American mathematician and inventor (1942–2012)

David R. Wallace (December 15, 1942 – March 2, 2012) was an American mathematician and inventor. He is known for the Wallace algorithm as well as “Software Cloaking”, a patented method for hiding the internal operations of computer programs.

== Education and professional career ==

Wallace received degrees in mathematics from Columbia University (BA), University of California at Berkeley (MA) and a Ph.D. in 1975 at Tulane University with his dissertation Permutation Groupoids and Circuit Bases: An Algebraic Resolution of Some Graph Structures.
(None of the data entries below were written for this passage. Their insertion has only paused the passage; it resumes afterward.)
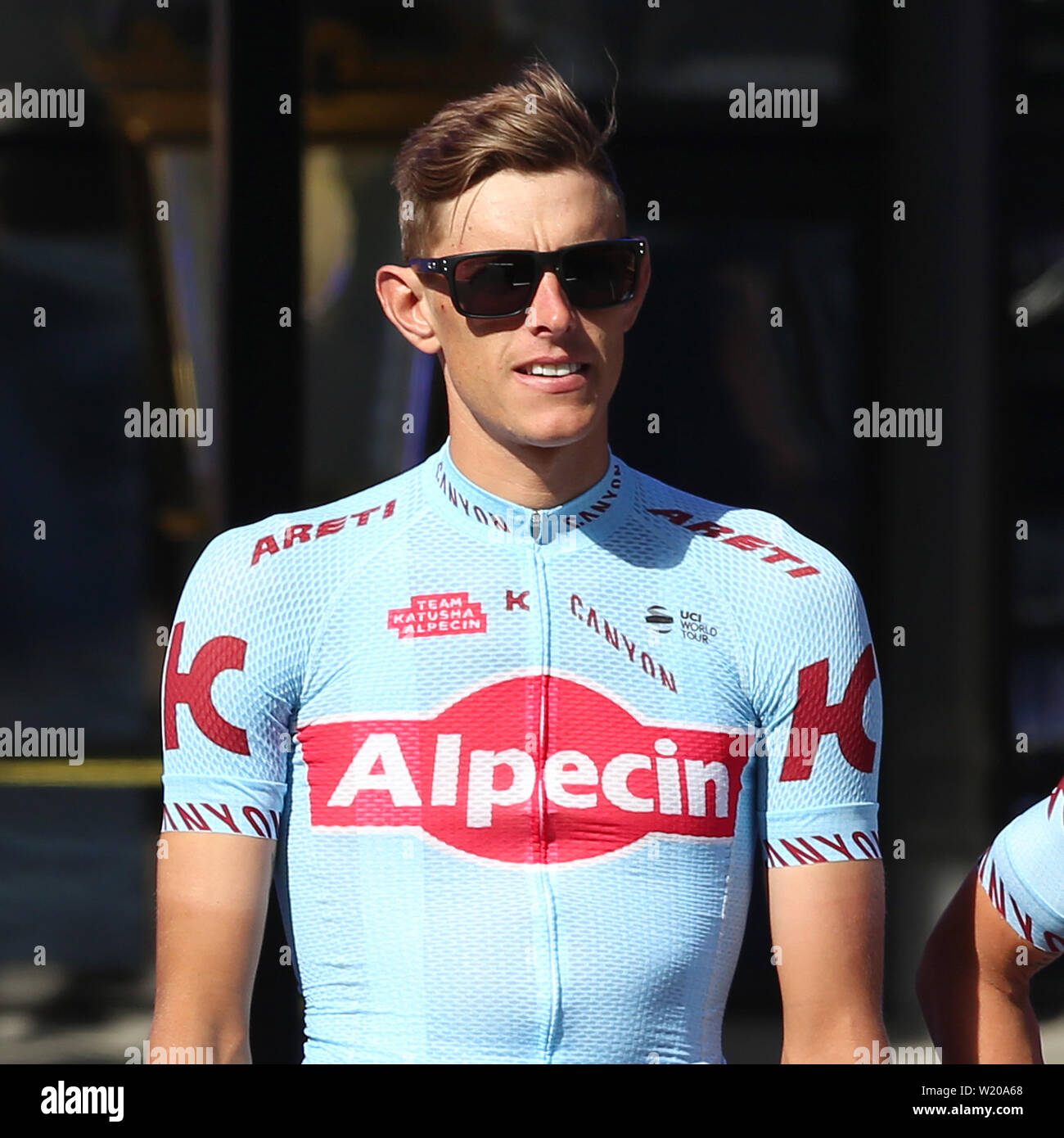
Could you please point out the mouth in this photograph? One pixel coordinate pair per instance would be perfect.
(556, 378)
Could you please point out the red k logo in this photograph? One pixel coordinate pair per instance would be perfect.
(194, 689)
(845, 720)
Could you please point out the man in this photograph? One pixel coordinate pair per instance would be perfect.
(533, 694)
(1005, 923)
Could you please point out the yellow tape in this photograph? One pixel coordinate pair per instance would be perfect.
(91, 773)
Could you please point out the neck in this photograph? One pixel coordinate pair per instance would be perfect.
(535, 477)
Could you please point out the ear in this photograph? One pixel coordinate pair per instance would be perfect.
(632, 309)
(404, 298)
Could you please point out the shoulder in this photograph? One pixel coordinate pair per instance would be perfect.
(305, 545)
(746, 550)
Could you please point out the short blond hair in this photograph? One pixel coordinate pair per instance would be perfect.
(534, 125)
He was a professor at Emory University, DePauw and Boston University. He was Chief Software Architect for Alliant, Chief compiler architect at Sun Microsystems, and co-founder of Determina (now part of VMware).

== Inventions ==

Wallace was the inventor of the Wallace algorithm, a method for determining the dependence between array references in scientific programs for the purpose of parallelization.

He was also the inventor of “Software Cloaking”, a technology for preventing reverse engineering. This process is primarily used to prevent hackers from cracking DRM systems. Cloaking hides the internal operation of a program using mathematical transformations. His patent for this technology, “System and Method for Cloaking Software,” was granted by the USPTO in February 2001.

David R. Wallace had several patents pending for a new form of software security called "Greencastle Vulnerability Shield".